It started out as a simple question: is a $75,000 liquidator’s fee for the $117,000 sale of a small shop appropriate? Thus I enter the disreputable world of business deaths and promises not met. One online search leads to another and I start to question whether my combing of court liquidation records is proving informative or simply entertaining (a type of schadenfreude). Then the suggestion is made that the business failure in question would not have happened had the shop been within a franchise – few franchisees fail, so it was claimed. Meanwhile the Franchise Association of New Zealand – the obvious next search target – is reporting “… around 4 out of 5 independent businesses cease trading within five years from their launch”. My quest now turns from one of checking the efficient use of time to a search into the efficiency of statistics – do the numbers being quoted reduce the data to information representative of the population of small businesses, be they franchises or independents?
- It turns out that in the US and UK more than half the franchise systems disappeared within 10 years of starting during the 1980s (Stanworth (1998) and also Shane)
- The same study reports US franchisee closure rates of around 4% p.a., rising to 9% if franchisee sales are also included, and something similar in the UK
- A quick glance through the failure list of franchisee loans guaranteed by the US Small Business Administration (NB presumably a biased sample given they were seeking a SBA guarantee in the first place) shows some very large failures.
The picture emerging from these and other studies is that franchise systems can offer some real advantages – the obvious buying power and brand that comes with size, plus the financial management discipline that small businesses often lack – but it comes at a price and is no assurance that business will succeed. Some franchisors and some franchisees do fail but this proportion varies by sector, by age of the business and according to the business cycle.
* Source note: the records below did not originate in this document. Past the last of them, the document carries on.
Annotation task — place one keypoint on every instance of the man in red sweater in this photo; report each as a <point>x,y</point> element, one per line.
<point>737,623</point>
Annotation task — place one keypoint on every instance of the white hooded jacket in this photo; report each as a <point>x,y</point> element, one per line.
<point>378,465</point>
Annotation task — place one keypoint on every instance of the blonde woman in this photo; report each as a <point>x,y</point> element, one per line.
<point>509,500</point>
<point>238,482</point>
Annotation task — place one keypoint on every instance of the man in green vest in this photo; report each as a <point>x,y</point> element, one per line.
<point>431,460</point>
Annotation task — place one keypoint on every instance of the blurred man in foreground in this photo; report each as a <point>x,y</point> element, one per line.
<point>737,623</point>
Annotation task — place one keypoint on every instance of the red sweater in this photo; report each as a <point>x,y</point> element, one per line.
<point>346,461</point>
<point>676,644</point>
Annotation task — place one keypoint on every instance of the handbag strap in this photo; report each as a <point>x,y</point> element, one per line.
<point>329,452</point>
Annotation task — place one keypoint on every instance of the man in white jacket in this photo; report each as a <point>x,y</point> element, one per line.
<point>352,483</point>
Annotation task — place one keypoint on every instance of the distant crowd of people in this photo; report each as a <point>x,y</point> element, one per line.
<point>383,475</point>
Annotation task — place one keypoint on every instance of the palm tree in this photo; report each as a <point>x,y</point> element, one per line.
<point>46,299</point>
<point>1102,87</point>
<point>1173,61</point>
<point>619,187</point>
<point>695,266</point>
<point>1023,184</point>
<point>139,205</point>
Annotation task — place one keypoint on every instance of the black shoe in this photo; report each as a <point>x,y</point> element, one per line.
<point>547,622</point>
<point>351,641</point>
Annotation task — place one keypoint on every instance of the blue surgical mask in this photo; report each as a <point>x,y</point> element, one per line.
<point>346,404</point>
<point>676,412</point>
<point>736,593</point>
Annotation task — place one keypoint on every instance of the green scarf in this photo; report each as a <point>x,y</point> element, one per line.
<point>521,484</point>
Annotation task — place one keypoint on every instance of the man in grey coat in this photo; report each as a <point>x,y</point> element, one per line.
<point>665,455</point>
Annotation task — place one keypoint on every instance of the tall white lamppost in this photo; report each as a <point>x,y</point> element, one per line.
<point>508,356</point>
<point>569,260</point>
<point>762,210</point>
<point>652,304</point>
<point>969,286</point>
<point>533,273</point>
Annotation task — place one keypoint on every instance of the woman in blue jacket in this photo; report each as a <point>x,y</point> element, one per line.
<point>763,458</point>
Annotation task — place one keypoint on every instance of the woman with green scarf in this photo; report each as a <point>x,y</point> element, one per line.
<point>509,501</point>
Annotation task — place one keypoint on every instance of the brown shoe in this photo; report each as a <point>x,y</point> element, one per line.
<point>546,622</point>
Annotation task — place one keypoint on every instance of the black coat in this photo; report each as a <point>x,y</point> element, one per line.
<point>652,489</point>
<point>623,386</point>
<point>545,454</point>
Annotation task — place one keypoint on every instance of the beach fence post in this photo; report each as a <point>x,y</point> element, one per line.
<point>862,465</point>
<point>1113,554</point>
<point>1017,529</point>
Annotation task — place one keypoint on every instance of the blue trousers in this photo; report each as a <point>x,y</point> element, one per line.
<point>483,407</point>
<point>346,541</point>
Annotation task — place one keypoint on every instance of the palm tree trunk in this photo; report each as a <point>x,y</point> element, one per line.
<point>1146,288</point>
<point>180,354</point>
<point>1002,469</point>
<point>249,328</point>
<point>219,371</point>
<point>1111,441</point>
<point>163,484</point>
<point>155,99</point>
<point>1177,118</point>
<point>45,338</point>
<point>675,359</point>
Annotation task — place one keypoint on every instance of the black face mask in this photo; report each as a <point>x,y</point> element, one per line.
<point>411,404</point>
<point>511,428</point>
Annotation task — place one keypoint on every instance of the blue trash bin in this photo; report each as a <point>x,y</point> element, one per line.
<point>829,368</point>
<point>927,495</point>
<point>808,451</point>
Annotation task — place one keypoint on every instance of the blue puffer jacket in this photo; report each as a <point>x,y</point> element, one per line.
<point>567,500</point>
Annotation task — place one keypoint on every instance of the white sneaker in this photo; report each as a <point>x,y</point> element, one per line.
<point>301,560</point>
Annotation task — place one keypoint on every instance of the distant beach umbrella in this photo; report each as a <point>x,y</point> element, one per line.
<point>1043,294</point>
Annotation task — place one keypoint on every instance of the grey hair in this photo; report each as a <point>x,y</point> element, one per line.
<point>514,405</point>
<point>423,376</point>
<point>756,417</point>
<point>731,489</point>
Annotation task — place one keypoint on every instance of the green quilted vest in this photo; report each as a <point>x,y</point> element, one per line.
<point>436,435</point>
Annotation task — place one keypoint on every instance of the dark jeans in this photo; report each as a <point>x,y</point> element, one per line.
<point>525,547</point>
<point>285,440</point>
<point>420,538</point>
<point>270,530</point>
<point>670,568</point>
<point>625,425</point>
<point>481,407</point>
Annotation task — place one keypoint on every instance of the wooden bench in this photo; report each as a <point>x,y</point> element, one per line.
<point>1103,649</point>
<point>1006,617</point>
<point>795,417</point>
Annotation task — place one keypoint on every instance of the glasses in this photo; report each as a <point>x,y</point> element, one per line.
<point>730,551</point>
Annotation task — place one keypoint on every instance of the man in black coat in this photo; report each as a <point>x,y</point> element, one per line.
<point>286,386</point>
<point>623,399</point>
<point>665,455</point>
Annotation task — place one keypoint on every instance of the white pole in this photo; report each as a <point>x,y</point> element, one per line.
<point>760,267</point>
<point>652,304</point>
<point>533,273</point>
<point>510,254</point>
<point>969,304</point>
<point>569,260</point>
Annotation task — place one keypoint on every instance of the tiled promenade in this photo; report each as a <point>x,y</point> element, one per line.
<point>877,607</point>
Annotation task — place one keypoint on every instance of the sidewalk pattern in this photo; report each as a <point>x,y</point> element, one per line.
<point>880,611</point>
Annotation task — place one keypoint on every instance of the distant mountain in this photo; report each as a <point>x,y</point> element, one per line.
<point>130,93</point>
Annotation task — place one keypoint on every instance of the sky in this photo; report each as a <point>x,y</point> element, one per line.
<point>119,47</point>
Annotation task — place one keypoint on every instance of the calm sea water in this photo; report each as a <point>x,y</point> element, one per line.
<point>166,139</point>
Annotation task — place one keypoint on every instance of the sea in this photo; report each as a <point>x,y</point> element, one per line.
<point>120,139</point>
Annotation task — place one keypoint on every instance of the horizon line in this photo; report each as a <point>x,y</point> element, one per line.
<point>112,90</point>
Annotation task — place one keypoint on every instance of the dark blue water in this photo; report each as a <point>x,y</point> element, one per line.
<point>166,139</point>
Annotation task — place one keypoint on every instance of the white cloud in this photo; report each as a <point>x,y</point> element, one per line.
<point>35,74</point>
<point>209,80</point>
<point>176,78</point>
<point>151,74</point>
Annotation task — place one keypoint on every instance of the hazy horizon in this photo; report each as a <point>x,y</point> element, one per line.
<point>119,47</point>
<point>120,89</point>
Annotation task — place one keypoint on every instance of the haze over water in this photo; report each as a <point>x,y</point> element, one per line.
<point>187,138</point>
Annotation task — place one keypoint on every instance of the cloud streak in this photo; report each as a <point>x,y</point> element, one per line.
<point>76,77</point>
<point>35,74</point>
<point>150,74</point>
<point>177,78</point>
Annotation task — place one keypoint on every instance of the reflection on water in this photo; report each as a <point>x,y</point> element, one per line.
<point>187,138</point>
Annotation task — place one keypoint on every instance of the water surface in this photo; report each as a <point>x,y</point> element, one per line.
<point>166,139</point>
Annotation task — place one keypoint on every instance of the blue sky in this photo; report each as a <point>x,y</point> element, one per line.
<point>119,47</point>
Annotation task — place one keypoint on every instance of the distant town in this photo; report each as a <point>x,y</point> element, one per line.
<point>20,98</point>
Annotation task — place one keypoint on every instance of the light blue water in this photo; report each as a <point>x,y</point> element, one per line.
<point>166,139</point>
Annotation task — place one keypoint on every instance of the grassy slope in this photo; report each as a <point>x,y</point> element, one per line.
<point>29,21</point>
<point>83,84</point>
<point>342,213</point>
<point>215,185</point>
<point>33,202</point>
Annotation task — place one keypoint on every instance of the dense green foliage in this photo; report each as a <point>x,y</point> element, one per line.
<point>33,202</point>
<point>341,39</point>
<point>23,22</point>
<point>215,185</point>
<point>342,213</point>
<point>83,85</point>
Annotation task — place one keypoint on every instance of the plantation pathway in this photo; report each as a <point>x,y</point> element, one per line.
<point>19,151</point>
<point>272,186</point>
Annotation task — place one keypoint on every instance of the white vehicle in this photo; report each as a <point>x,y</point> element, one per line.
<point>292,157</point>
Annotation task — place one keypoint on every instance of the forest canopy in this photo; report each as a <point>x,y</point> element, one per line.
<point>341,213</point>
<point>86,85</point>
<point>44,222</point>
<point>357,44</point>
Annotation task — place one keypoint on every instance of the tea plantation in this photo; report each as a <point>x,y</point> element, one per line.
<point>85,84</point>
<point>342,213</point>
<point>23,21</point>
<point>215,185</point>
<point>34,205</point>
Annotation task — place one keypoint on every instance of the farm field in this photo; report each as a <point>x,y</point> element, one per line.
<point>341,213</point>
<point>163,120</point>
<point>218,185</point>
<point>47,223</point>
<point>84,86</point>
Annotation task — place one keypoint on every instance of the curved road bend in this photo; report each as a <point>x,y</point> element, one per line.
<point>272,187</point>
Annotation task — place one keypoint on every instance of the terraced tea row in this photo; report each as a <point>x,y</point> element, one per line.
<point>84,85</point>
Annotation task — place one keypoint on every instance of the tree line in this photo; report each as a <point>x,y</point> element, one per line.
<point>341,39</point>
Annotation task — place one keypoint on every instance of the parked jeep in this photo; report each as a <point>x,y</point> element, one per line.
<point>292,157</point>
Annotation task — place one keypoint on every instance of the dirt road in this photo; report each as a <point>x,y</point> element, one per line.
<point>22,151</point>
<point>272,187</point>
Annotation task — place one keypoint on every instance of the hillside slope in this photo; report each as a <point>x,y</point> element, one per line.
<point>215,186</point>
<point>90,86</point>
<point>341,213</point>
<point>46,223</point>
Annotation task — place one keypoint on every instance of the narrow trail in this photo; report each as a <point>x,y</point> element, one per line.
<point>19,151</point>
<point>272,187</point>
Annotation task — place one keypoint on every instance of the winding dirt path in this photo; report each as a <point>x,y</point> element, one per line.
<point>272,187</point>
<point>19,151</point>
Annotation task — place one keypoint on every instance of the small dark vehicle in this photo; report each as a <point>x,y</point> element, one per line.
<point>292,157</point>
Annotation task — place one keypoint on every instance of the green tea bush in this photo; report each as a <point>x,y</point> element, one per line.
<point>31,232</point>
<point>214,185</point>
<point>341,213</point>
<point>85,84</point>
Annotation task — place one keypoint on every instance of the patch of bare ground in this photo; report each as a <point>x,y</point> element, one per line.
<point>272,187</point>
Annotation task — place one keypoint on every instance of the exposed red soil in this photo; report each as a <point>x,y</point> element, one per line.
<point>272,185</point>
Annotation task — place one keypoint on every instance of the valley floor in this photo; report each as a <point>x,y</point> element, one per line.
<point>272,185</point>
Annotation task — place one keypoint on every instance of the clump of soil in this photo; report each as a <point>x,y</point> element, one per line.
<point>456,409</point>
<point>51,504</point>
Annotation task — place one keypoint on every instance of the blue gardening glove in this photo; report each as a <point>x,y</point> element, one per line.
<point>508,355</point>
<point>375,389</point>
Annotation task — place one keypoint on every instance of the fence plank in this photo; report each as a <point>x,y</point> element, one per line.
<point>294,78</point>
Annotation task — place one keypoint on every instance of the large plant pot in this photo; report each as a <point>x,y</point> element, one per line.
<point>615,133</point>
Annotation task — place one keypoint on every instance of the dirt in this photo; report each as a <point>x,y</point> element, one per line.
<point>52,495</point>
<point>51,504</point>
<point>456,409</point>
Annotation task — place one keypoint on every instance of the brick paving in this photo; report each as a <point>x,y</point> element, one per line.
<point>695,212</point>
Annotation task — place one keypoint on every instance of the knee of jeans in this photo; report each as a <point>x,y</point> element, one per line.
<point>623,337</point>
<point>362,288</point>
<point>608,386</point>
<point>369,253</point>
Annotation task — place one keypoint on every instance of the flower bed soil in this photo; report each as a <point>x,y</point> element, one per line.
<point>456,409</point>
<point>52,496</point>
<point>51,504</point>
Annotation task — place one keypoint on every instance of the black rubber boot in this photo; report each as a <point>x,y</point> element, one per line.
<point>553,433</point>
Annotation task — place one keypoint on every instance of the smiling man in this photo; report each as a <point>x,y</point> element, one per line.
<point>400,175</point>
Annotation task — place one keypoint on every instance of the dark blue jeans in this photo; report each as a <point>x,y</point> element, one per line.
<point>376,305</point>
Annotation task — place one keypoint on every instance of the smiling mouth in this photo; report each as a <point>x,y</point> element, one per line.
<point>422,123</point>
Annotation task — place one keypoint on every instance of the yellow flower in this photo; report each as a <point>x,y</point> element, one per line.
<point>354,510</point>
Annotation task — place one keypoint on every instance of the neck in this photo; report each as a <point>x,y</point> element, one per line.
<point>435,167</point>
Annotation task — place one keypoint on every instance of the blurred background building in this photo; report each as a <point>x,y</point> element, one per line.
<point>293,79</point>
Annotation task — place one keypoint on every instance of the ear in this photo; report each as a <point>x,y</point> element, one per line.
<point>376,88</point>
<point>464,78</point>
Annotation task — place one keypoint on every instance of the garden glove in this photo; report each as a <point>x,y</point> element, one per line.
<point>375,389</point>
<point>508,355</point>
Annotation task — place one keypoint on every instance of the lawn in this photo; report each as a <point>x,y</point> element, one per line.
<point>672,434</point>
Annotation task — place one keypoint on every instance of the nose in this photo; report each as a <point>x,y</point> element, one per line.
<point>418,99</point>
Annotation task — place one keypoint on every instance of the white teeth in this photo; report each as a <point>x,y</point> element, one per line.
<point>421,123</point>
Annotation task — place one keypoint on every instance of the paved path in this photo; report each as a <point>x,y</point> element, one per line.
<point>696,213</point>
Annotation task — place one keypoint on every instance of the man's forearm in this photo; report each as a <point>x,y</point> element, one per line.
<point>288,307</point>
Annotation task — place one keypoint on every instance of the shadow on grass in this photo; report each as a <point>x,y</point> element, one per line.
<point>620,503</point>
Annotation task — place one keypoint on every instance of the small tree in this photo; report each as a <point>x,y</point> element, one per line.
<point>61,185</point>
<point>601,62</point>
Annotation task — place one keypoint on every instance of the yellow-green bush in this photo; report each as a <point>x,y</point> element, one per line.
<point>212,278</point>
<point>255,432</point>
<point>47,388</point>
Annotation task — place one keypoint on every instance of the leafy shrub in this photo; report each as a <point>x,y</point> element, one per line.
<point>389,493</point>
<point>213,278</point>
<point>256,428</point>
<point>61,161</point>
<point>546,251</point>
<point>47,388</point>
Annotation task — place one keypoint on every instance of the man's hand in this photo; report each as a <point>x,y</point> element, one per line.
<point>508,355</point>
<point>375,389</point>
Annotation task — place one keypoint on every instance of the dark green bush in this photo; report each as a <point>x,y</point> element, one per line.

As for independents …
- Of the small NZ business started in 2003, there were 47% of businesses with 1-5 employees still in existence by 2010 and over half still in existence amongst the 6-19 employee firms i.e. discontinuance of around 8-11% p.a. (Statistics NZ)
- A look within some NZ shopping malls in the 1990s showed the rate of shops ‘closing to prevent further losses’ averaging 4% p.a., similar to an earlier study in Australia (Cox and Vos (2005))
These statistics are hardly definitive, but that’s the point. Small businesses vary a lot, be they franchises or not. There is a high churn – many closures but even more start-ups, and plenty of business sales – and a variable proportion ‘failing’; creative destruction at work, we trust. And here’s the rub: the business in question failed largely because of a death and a preference to seek an opportunity elsewhere. In other words, it was personal. Small business is personal, and we do things for reasons other than wealth maximization. So, no, a franchise was unlikely to have prevented this one failure but my colleague was on the right track: the signaling advantage of a franchise system would probably have prevented having to pay the exorbitant liquidation fee when it came to selling up.